The CDC has told public health officials around the United States to prepare to distribute a potential coronavirus vaccine as soon as late October: The US Centers for Disease Control and Prevention has told public health officials around the United States to prepare to distribute a potential coronavirus vaccine as soon as late October. It also provided planning scenarios to help states prepare.

France to unveil recovery plan: The French government will announce details of a 100 billion euro ($118 billion) economic recovery plan on Thursday, which Prime Minister Jean Castex says should generate 160,000 jobs by the end of next year.

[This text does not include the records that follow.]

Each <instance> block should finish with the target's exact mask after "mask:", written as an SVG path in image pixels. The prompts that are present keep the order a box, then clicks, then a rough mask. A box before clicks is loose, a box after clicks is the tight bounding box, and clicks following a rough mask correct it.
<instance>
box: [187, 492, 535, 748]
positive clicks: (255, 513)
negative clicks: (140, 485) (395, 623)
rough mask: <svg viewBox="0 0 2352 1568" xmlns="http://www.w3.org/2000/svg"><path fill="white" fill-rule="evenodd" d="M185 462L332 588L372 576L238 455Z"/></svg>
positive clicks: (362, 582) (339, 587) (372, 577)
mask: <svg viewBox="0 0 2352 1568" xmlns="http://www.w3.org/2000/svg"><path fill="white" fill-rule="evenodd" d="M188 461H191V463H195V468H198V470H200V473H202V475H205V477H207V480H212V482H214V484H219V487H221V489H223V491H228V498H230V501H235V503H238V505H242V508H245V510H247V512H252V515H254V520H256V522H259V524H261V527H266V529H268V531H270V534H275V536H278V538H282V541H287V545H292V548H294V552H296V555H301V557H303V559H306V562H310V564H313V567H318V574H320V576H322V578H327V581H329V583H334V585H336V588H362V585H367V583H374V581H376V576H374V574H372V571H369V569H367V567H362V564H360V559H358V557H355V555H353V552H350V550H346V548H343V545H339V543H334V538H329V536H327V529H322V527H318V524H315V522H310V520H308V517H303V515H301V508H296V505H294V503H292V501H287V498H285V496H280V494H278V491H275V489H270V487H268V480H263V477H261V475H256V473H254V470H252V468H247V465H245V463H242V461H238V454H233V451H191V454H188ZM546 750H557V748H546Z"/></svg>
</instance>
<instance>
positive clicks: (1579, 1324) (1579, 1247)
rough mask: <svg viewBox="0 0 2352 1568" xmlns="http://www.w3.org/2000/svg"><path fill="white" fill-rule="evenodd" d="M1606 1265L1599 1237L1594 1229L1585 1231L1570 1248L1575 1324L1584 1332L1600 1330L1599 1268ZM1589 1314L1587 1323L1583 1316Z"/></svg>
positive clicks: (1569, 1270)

4:31 a.m. ET, September 3, 2020

South Korea reports lowest daily increase of new Covid-19 cases in more than two weeks

From CNN's Gawon Bae in Seoul

People disinfect as a precaution against the coronavirus at a local market in Seoul, South Korea, on Wednesday, September 2.
People disinfect as a precaution against the coronavirus at a local market in Seoul, South Korea, on Wednesday, September 2. Lee Jin-man/AP Photo

South Korea recorded 195 new coronavirus cases Wednesday, the first time in more than two weeks that the daily increase dropped below 200. 

The country has now seen 20,644 confirmed cases and 329 deaths from the virus after adding three new fatalities Wednesday, according to the Korea Centers for Disease Control and Prevention (KCDC).

Of the newly reported cases, 188 are locally transmitted, with 148 of those reported from the Seoul metropolitan area, according to Senior Health Ministry official Yoon Tae-ho. Of the cases reported over the past two weeks, 41% are from local clusters, KCDC said.

The number of cases linked to the Sarang-jeil Church has also risen to 1,139. 

Since September 1, an average of more than 20,000 tests have been conducted daily, KCDC said.

Nursing shortfall: KCDC also reported 154 people are in critical condition from the virus and the Health Ministry added it is reviewing whether to deploy more nurses as there is a shortage of them for critical patients.

KCDC Deputy Director Kwon Joon-wook said South Korea is in the process of “straightening the shaking tower,” and must stay alerted that it could collapse again at any time.

Kwon said the government will reevaluate social distancing measures this weekend.